John McCain, yesterday:
Many believe all we need to do to end the nuclear programs of hostile governments is have our president talk with leaders in Pyongyang and Tehran, as if we haven't tried talking to these governments repeatedly over the past two decades.
Since April 7, 1980, we haven't "tried talking" to Iranian leaders at all. Not about their nuclear program. Not "repeatedly." Not once.
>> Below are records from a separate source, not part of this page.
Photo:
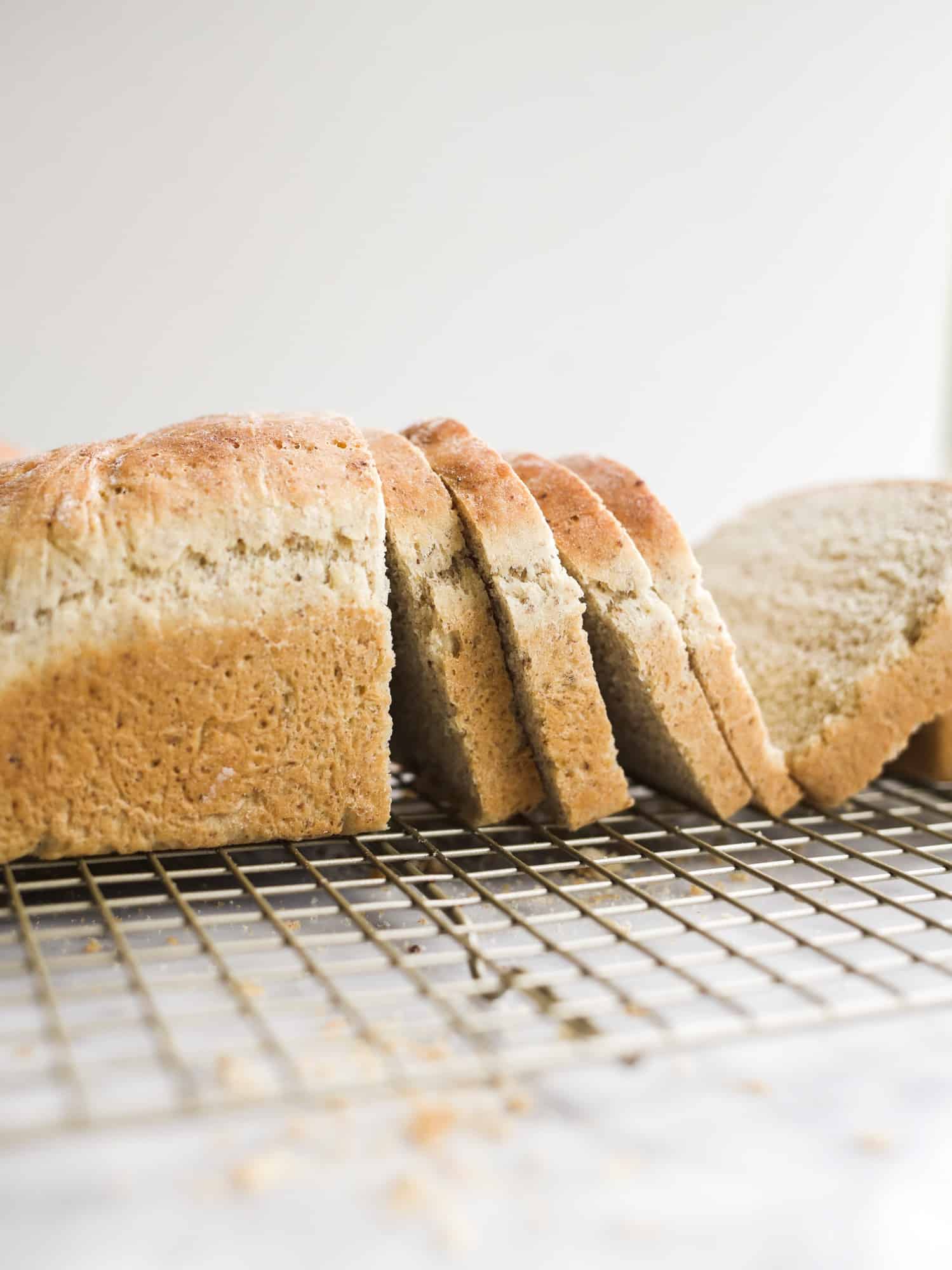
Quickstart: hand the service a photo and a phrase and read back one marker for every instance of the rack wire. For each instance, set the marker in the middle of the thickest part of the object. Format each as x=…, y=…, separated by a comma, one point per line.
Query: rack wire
x=432, y=956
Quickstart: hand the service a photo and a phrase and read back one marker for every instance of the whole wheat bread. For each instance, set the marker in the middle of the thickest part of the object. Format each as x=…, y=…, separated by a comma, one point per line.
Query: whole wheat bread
x=677, y=578
x=194, y=639
x=455, y=720
x=662, y=720
x=540, y=615
x=840, y=602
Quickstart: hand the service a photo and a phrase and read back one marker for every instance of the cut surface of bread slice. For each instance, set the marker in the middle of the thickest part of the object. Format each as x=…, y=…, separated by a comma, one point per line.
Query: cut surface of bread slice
x=455, y=719
x=663, y=724
x=677, y=578
x=539, y=610
x=929, y=756
x=194, y=639
x=840, y=602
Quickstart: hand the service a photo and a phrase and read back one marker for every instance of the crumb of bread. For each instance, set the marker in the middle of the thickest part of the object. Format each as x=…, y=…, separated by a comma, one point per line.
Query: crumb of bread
x=241, y=1076
x=518, y=1102
x=432, y=1052
x=263, y=1172
x=431, y=1123
x=874, y=1144
x=408, y=1194
x=754, y=1085
x=622, y=1166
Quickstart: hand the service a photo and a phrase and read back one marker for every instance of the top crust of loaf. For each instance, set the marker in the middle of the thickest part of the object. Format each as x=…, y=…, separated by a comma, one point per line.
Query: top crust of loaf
x=663, y=723
x=648, y=521
x=841, y=600
x=102, y=539
x=677, y=577
x=453, y=705
x=540, y=609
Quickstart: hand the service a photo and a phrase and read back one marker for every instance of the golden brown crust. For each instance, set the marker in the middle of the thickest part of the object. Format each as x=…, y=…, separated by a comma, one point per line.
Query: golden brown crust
x=663, y=724
x=892, y=704
x=713, y=654
x=539, y=611
x=201, y=737
x=652, y=526
x=929, y=756
x=455, y=719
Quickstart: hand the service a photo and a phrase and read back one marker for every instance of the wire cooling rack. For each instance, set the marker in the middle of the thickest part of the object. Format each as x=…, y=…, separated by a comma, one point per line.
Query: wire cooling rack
x=431, y=956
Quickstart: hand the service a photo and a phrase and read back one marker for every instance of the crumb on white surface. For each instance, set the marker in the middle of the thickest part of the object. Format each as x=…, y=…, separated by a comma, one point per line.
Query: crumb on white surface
x=874, y=1144
x=243, y=1076
x=431, y=1123
x=754, y=1085
x=264, y=1170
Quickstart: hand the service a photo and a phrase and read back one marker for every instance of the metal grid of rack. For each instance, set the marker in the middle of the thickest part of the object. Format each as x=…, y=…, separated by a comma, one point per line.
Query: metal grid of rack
x=432, y=956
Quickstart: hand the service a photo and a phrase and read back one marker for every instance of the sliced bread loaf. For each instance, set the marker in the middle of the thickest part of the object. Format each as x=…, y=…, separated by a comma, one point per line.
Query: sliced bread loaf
x=455, y=719
x=194, y=639
x=840, y=602
x=660, y=718
x=539, y=610
x=677, y=578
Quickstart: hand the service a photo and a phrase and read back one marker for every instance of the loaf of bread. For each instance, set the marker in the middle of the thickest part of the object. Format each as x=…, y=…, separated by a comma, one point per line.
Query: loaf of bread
x=540, y=615
x=455, y=719
x=929, y=756
x=196, y=639
x=662, y=720
x=677, y=578
x=840, y=602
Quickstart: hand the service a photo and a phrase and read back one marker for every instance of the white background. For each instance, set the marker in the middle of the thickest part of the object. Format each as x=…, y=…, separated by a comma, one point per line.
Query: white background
x=707, y=236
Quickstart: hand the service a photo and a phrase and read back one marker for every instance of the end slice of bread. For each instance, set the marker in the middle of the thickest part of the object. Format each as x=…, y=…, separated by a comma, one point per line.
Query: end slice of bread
x=540, y=615
x=929, y=756
x=840, y=600
x=677, y=578
x=455, y=719
x=662, y=720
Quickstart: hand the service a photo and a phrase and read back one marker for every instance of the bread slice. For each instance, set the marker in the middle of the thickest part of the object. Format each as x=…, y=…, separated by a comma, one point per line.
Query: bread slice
x=539, y=610
x=840, y=601
x=194, y=639
x=660, y=718
x=455, y=720
x=929, y=756
x=677, y=578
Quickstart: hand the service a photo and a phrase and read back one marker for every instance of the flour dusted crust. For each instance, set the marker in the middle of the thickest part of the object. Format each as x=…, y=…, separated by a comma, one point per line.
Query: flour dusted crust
x=455, y=719
x=194, y=639
x=663, y=724
x=540, y=614
x=841, y=602
x=677, y=578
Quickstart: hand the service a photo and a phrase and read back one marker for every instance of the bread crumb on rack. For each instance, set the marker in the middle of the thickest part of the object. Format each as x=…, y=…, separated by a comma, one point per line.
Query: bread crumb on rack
x=263, y=1172
x=874, y=1144
x=754, y=1085
x=431, y=1123
x=243, y=1076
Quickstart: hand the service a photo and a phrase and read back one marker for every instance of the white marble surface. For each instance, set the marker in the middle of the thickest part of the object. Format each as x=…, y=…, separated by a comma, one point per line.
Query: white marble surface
x=826, y=1149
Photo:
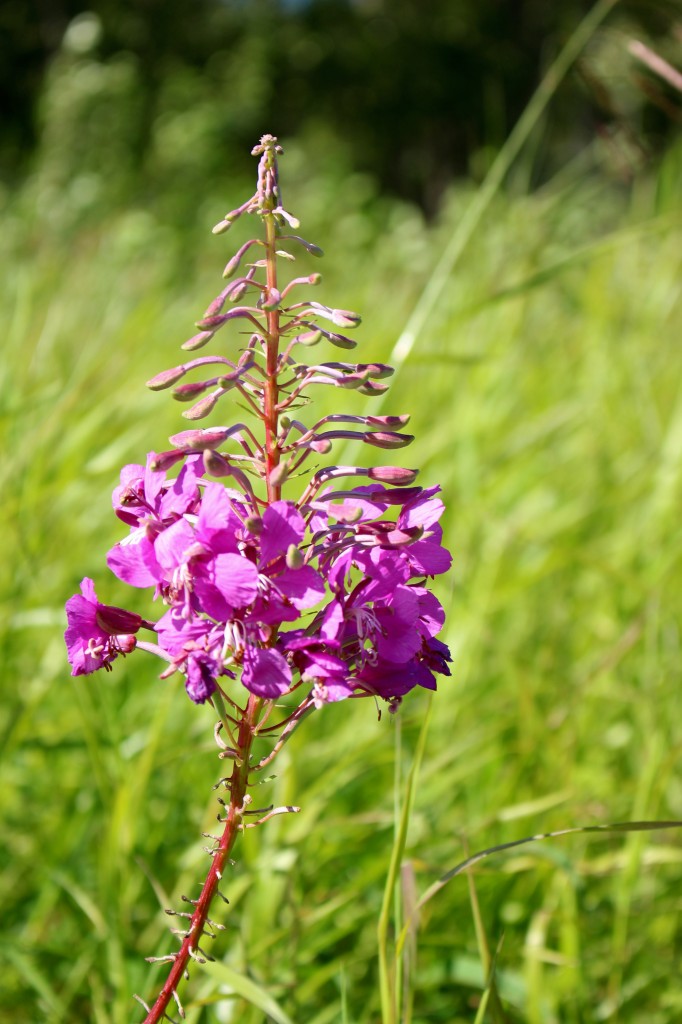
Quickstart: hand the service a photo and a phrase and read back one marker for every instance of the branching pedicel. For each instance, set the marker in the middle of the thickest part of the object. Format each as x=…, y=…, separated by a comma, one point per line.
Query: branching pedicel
x=324, y=595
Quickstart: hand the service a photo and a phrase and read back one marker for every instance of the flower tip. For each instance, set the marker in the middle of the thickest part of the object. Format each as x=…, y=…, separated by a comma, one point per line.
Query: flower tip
x=294, y=557
x=166, y=379
x=395, y=475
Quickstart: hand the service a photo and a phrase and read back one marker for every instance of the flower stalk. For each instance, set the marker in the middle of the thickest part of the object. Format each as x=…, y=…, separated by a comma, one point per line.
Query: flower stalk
x=265, y=594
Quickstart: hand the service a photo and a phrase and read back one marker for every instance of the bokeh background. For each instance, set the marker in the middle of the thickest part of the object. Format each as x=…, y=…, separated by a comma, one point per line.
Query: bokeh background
x=525, y=281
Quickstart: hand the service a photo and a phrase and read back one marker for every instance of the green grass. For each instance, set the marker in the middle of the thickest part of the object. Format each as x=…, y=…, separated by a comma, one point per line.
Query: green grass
x=546, y=392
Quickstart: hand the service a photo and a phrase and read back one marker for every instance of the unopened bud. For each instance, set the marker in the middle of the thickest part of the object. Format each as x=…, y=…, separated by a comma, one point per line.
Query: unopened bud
x=377, y=371
x=198, y=341
x=340, y=340
x=238, y=292
x=185, y=392
x=166, y=378
x=202, y=408
x=345, y=513
x=400, y=538
x=371, y=388
x=270, y=299
x=279, y=475
x=117, y=621
x=388, y=438
x=392, y=474
x=215, y=307
x=294, y=557
x=309, y=246
x=215, y=464
x=308, y=338
x=166, y=460
x=231, y=265
x=387, y=421
x=345, y=317
x=210, y=437
x=287, y=217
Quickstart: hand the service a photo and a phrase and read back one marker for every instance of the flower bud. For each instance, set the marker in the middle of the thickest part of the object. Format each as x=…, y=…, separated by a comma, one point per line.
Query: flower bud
x=345, y=317
x=397, y=497
x=198, y=341
x=371, y=388
x=340, y=340
x=126, y=643
x=166, y=378
x=309, y=246
x=231, y=265
x=280, y=474
x=270, y=299
x=215, y=464
x=185, y=392
x=295, y=557
x=199, y=439
x=117, y=621
x=400, y=538
x=377, y=371
x=308, y=338
x=282, y=214
x=254, y=524
x=392, y=474
x=203, y=408
x=166, y=460
x=387, y=421
x=215, y=307
x=238, y=293
x=388, y=438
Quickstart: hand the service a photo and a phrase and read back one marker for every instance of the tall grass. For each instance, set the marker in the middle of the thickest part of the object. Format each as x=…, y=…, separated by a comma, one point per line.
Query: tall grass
x=546, y=392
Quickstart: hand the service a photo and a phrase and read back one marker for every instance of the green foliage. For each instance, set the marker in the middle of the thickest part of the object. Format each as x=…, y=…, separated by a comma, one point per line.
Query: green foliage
x=546, y=396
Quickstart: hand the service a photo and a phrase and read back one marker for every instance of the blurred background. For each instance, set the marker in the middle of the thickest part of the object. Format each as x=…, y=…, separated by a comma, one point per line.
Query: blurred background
x=497, y=188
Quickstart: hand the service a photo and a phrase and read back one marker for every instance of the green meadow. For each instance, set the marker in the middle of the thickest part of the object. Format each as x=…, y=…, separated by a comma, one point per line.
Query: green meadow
x=544, y=378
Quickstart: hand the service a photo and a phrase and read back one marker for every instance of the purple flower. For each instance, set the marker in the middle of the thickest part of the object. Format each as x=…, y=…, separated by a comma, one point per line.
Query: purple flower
x=96, y=633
Since that day twenty eight years ago, it has been the stated policy of the United States of America not to have diplomatic relations with the Islamic Republic of Iran. Generally speaking, if we have something we want to say to the Iranians, we tell the Swiss and they pass it along. If the Iranians have something they want to tell us, it gets filtered through Pakistan. (The Bush administration has initiated some low level discussions, since 2001, about Iraq and Afghanistan issues.)
Personally, I think being wrong about official US policy towards Iran, and about whether recent history shows that negotiating with them won't work, is more serious than being wrong about precisely which Nazi concentration camp your great-uncle helped liberate.
In fairness, John McCain hasn't made opposing talks with Iran a centerpiece of his campaign, and this issue is not quite so manifestly relevant to U.S. policy as the whereabouts of Barack Obama's great uncle in 1945.